7.1.1.5 Named Segments

A named terminal symbol segment is a name followed by ‘:’ followed by a sequence of terminal symbols, terminal symbol placeholders, and terminal symbol classes. The name can contain digits, English letters, and ‘_’ and must begin with an English letter or ‘_’.

Example:

response_a: . . . .

The name can serve for descriptive purposes or for the identification of a sequence of terminal symbols, terminal symbol placeholders, and terminal symbol classes in a grammar.

Alternatively, the name can serve as the left-hand side of PCFG productions for read instances of named terminal symbol segments. Using the name as the left-hand side makes sense when multiple named terminal symbol segments have the same name.

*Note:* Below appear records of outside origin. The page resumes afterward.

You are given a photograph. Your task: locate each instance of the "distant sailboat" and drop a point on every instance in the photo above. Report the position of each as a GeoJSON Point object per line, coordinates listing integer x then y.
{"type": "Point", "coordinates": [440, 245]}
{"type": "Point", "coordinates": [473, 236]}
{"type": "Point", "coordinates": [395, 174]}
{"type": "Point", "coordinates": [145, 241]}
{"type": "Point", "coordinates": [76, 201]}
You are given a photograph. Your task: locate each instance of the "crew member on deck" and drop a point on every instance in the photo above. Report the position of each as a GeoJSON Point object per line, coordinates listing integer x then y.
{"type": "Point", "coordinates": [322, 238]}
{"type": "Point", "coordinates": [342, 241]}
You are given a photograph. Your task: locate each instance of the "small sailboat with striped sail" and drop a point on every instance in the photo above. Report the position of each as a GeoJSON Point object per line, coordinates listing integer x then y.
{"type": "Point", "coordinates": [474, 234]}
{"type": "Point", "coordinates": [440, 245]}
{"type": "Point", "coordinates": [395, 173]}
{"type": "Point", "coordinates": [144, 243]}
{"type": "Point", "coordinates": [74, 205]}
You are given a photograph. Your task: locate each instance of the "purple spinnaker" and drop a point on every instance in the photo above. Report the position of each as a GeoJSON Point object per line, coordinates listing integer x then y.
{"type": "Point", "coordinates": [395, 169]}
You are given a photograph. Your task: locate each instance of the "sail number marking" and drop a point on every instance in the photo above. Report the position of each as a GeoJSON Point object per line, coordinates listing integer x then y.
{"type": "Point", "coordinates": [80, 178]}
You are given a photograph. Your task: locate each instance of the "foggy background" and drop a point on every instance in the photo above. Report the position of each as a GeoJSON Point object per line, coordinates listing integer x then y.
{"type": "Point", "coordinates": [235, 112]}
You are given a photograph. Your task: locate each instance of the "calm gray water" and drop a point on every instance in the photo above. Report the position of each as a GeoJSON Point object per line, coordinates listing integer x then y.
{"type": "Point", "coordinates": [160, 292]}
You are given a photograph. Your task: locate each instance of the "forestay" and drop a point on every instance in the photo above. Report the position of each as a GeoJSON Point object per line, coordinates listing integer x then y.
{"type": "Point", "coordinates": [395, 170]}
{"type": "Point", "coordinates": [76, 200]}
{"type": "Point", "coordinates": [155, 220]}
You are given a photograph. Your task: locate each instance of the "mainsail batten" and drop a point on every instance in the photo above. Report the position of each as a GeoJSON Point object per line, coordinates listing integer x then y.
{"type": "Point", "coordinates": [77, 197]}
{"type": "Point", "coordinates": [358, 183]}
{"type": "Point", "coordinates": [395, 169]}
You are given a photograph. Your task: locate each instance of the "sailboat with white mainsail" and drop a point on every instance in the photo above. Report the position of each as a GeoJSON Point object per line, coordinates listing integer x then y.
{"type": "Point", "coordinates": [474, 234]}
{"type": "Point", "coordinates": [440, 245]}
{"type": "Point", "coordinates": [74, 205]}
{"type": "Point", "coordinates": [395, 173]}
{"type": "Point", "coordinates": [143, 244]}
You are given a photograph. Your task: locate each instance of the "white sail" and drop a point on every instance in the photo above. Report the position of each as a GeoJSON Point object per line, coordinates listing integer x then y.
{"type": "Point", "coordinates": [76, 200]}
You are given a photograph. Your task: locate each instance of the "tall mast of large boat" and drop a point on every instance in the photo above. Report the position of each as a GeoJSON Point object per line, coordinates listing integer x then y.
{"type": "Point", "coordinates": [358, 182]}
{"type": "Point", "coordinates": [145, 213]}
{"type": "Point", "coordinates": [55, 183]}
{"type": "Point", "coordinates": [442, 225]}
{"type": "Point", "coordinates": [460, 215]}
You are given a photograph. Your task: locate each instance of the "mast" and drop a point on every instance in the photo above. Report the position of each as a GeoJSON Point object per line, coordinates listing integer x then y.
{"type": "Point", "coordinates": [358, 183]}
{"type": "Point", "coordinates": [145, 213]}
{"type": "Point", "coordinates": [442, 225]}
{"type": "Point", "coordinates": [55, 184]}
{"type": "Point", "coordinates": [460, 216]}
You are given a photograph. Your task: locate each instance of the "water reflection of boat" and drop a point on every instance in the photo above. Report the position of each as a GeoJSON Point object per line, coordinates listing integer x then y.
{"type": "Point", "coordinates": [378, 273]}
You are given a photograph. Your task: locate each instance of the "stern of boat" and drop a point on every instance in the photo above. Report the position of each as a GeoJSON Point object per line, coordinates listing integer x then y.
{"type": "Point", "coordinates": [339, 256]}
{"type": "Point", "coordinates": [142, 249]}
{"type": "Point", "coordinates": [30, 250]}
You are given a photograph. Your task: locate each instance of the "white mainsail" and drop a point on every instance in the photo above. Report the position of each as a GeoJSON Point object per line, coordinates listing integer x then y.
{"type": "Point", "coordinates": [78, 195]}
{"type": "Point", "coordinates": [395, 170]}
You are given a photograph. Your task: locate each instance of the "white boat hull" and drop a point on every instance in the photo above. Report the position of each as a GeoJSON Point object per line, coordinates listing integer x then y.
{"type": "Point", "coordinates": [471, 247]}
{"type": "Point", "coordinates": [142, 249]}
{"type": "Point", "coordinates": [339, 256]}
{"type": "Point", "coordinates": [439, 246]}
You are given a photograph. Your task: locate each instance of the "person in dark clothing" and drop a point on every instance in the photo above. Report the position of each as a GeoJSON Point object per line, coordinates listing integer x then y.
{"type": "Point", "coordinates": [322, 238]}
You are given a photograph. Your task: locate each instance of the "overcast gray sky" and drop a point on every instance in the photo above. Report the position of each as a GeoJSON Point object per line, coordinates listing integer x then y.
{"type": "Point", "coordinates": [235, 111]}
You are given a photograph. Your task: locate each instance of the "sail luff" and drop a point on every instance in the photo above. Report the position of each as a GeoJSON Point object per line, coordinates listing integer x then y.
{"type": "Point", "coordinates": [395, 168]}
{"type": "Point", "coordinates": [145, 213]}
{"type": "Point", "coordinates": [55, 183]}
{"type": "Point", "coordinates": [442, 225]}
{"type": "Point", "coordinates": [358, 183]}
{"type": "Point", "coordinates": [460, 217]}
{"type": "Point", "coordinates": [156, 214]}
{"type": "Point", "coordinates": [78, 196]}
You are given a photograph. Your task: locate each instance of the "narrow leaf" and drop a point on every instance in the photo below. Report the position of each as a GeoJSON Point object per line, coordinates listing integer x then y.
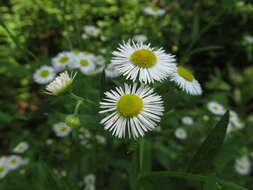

Multiple named terminal symbol segments can have the same name if they have the same length counted in terminal symbols.

Example

A grammar contains the named terminal symbol segment

position: "above" . .

in one production and the named terminal symbol segment

position: "below" . .

in another production.

Suppose that while parsing a training terminal symbol sequence, the first named terminal symbol segment consumed the two terminal symbol sequences

above the line
above the circle

and the second named terminal symbol segment consumed the two terminal symbol sequences

below the plane
below the sphere

A PCFG generated for the parsed terminal symbol sequence would contain the following definition of the nonterminal symbol:

position: "above" "the" "line"
        | "above" "the" "circle"
        | "below" "the" "plane"
        | "below" "the" "sphere"
;

Note: a bottom-up template grammar uses named terminal symbol segments to associate nonterminal symbols of a source PCFG with sequences of terminal symbols, terminal symbol placeholders, and terminal symbol classes. The productions of a source PCFG with the nonterminal symbols at the left-hand side have terminal symbol sequences at the right-hand side.